Please do. I'm skeptical.
If we eliminate Euclid's fifth postulate one might hastily conclude that they have stumbled upon impossible shapes, yet these shapes were never impossible, they simply remained undiscovered by man for a great deal of time.
Who is the "one" you speak of here? I suppose hypothetically one could, but could hypothetically also stick a rod up his ass. I fail to see the relevance tbh.

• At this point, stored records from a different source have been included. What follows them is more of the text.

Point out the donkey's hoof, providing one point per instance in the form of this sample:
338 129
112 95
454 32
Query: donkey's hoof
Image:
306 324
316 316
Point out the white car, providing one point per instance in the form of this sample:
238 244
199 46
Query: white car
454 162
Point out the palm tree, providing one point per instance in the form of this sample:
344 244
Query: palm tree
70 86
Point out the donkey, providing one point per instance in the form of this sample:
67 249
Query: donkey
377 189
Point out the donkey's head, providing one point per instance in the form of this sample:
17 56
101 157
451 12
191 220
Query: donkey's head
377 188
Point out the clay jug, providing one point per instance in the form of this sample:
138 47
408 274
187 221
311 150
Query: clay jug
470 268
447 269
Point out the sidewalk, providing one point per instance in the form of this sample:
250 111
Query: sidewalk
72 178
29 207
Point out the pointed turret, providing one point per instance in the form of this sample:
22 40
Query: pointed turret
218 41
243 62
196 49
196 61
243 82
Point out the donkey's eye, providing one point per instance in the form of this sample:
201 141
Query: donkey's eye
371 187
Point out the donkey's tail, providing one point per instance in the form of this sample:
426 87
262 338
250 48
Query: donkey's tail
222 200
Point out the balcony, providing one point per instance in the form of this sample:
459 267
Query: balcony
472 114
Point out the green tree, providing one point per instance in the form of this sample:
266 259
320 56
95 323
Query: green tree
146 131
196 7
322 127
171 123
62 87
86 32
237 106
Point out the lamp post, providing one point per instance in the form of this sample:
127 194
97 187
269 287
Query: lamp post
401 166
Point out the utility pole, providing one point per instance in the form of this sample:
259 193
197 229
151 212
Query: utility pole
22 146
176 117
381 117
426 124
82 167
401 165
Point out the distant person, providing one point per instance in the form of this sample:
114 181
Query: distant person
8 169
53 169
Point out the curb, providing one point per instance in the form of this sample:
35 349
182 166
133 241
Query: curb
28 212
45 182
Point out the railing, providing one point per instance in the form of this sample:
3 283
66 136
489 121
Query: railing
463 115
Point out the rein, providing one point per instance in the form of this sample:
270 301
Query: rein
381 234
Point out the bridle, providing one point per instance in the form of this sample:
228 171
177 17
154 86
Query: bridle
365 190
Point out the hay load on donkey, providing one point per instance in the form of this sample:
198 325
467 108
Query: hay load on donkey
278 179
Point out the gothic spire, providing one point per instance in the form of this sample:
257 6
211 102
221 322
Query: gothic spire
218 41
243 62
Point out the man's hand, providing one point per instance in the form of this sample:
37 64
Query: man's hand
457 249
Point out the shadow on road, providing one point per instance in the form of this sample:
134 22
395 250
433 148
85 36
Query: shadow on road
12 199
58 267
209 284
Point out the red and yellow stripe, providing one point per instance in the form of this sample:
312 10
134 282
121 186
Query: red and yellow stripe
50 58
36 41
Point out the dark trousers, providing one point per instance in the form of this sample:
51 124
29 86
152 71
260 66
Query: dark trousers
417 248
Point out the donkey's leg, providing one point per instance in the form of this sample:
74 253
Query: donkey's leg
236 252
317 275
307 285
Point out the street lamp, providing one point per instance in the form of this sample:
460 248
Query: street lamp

Is there an introduction for complex analysis, calculus, and the varying other forms of mathematics that would at least be comprehensive to someone who only has a high-school education? I have books on complex analysis, problem solving, and other topics but they are all too advanced despite having been advertised for beginners.
Calculus is meant to follow up on high school math, so most introductory calculus textbooks should suffice. Complex analysis is quite a bit more advanced and requires more mathematical maturity. Most complex analysis books presume familiarity with real analysis at the very least.
What does that even mean?

Is every number of n{1,2,3,4,...} being divided by a different number?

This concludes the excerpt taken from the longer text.